The deeper issue is whether this pattern is linked to the rapid changes
that global warming is
causing in the Arctic , particularly the
drastic loss of sea ice. At least two prominent climate scientists have offered
theories suggesting that it is. But others are doubtful, saying the recent
events are unexceptional, or that more evidence over a longer period would be
needed to establish a link.
Since satellites began tracking it in 1979, the ice on the Arctic Ocean ’s surface in the bellwether month of
September has declined by more than 30 percent. It is the most striking change
in the terrain of the planet in recent decades, and a major question is whether
it is starting to have an effect on broad weather patterns.
Ice reflects sunlight, and scientists say the loss of ice is causing
the Arctic Ocean to absorb more heat in the
summer. A handful of scientists point to that extra heat as a possible culprit
in the recent harsh winters in Europe and the United States .
Their theories involve a fast-moving river of air called the jet stream
that circles the Northern Hemisphere. Many winters, a strong pressure
difference between the polar region and the middle latitudes channels the jet
stream into a tight circle, or vortex, around the North Pole, effectively
containing the frigid air at the top of the world.
“It’s like a fence,” said Michelle L’Heureux, a researcher in Camp Springs , Md. ,
with the National
Oceanic and Atmospheric Administration.
When that pressure difference diminishes, however, the jet stream
weakens and meanders southward, bringing warm air into the Arctic
and cold air into the midlatitudes — exactly what has happened the last couple
of winters. The effect is sometimes compared to leaving a refrigerator door
open, with cold air flooding the kitchen even as warm air enters the
refrigerator.
This has happened intermittently for many decades. Still, it is unusual
for the polar vortex to weaken as much as it has lately. Last winter, one index
related to the vortex hit its lowest wintertime value since record-keeping
began in 1865, and it was quite low again in December.
James E. Overland, a climate scientist with NOAA in Seattle, has proposed that the extra
warmth in the Arctic Ocean could be heating the atmosphere enough to make it
less dense, causing the air pressure over the Arctic to be closer to that of
the middle latitudes. “The added heat works against having a strong polar
vortex,” he said.
But Dr. Overland acknowledges that his idea is tentative and needs
further research.

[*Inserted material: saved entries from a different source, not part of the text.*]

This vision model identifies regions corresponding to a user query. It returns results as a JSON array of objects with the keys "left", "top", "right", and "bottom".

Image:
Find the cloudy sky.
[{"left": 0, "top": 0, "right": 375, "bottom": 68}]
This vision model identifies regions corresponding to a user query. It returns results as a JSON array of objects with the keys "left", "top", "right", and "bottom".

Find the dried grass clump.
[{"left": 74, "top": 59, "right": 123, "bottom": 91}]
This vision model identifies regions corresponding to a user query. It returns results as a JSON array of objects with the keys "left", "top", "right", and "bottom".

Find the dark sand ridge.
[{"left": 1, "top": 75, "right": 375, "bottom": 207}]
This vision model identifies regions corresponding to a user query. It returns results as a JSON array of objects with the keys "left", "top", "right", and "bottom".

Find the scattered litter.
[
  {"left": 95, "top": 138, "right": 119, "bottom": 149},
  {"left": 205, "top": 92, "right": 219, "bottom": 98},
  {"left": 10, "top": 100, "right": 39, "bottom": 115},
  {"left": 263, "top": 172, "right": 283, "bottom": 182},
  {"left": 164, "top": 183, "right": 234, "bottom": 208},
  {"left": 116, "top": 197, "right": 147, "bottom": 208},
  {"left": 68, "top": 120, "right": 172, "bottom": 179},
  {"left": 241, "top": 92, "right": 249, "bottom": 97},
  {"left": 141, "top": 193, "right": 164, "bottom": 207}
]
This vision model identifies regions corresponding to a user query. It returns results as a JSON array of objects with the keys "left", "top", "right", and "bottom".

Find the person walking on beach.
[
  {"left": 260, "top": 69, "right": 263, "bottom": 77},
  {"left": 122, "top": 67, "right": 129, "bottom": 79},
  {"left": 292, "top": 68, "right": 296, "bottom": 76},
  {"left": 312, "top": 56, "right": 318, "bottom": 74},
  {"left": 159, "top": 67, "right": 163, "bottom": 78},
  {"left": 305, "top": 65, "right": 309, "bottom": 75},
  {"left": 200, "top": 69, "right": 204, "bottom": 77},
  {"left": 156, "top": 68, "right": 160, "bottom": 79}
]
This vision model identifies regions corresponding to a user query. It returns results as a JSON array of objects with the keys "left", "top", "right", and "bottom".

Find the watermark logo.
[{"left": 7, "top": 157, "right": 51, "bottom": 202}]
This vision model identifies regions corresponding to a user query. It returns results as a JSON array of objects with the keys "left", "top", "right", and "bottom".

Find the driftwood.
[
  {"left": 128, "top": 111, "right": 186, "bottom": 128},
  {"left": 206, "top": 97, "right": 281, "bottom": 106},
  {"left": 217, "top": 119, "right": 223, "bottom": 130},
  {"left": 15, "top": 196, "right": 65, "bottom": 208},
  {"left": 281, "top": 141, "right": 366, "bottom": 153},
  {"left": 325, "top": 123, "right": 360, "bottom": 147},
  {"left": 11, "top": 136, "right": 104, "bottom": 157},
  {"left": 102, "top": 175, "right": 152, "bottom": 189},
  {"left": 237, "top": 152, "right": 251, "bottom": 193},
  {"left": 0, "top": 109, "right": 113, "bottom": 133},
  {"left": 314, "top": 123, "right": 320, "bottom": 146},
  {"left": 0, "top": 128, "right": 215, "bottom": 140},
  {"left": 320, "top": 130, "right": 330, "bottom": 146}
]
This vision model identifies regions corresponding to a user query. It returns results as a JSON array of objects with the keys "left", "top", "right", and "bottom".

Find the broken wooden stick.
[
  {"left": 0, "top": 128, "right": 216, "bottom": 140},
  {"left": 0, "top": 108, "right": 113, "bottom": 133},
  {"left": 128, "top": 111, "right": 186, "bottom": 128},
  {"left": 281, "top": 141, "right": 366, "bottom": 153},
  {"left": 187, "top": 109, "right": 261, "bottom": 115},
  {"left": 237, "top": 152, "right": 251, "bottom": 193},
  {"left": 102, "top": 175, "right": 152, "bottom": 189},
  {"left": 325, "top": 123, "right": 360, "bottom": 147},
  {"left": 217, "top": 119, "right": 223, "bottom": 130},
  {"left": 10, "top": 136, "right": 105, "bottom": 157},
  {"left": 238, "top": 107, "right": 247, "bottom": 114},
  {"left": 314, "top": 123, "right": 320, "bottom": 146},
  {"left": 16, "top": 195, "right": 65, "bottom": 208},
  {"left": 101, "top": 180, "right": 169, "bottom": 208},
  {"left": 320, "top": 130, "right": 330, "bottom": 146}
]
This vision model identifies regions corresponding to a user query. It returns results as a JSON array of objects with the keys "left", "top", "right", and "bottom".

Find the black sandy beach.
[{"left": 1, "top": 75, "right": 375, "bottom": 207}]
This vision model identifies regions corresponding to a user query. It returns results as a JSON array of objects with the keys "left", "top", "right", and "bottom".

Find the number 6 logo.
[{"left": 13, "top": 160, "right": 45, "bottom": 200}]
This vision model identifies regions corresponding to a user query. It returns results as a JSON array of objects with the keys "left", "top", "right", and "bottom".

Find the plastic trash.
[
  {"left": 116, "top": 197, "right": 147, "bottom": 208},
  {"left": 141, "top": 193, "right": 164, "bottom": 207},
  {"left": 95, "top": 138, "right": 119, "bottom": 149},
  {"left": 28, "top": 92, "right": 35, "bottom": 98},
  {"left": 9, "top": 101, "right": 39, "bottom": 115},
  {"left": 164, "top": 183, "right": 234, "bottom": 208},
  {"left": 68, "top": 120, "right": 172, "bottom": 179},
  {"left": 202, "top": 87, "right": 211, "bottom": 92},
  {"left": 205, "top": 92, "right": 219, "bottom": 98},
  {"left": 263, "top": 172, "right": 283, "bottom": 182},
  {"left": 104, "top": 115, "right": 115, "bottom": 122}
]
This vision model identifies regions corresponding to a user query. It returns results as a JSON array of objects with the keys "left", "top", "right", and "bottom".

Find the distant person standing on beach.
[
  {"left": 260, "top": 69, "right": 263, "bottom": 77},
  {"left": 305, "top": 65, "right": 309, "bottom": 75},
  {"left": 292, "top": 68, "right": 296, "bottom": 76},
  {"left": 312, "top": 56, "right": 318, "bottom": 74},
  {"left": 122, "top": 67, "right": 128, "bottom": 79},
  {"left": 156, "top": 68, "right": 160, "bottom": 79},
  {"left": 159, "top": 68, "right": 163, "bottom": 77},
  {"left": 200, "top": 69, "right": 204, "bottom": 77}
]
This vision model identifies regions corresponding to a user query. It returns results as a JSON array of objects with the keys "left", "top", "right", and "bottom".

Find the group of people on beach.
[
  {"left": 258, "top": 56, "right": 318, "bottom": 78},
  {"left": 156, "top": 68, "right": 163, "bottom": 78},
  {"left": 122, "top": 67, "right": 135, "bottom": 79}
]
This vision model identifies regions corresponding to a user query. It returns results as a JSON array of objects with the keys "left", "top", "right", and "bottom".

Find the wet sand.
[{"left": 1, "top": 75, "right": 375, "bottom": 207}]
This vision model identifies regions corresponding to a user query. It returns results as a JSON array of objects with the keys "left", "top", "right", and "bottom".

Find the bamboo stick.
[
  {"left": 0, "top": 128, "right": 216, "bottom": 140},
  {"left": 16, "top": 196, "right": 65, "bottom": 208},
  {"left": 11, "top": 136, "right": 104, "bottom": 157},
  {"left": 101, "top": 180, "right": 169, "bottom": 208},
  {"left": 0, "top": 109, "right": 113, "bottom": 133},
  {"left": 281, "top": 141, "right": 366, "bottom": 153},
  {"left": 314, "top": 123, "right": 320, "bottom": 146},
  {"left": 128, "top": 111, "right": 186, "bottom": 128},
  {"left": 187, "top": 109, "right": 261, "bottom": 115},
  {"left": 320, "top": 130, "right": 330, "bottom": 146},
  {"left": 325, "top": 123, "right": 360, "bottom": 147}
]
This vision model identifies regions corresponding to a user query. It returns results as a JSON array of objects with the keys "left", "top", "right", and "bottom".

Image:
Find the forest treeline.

Many other climate scientists are not convinced, saying that
a two-year span, however unusual, is not much on which to base a new theory.
“We haven’t got sufficient insight to make definitive claims,” said Kevin
Trenberth, head of climate analysis at the National
Center for Atmospheric Research in Boulder , Colo.
Judah Cohen, director of seasonal forecasting at a company called Atmospheric and
Environmental Research in Lexington, Mass., has spotted what he
believes is a link between increasing snow in Siberia and the weakening of the
polar vortex. In his theory, the extra snow is creating a dense, cold air mass
over northern Asia in the late autumn, setting
off a complex chain of cause and effect that ultimately perturbs the vortex.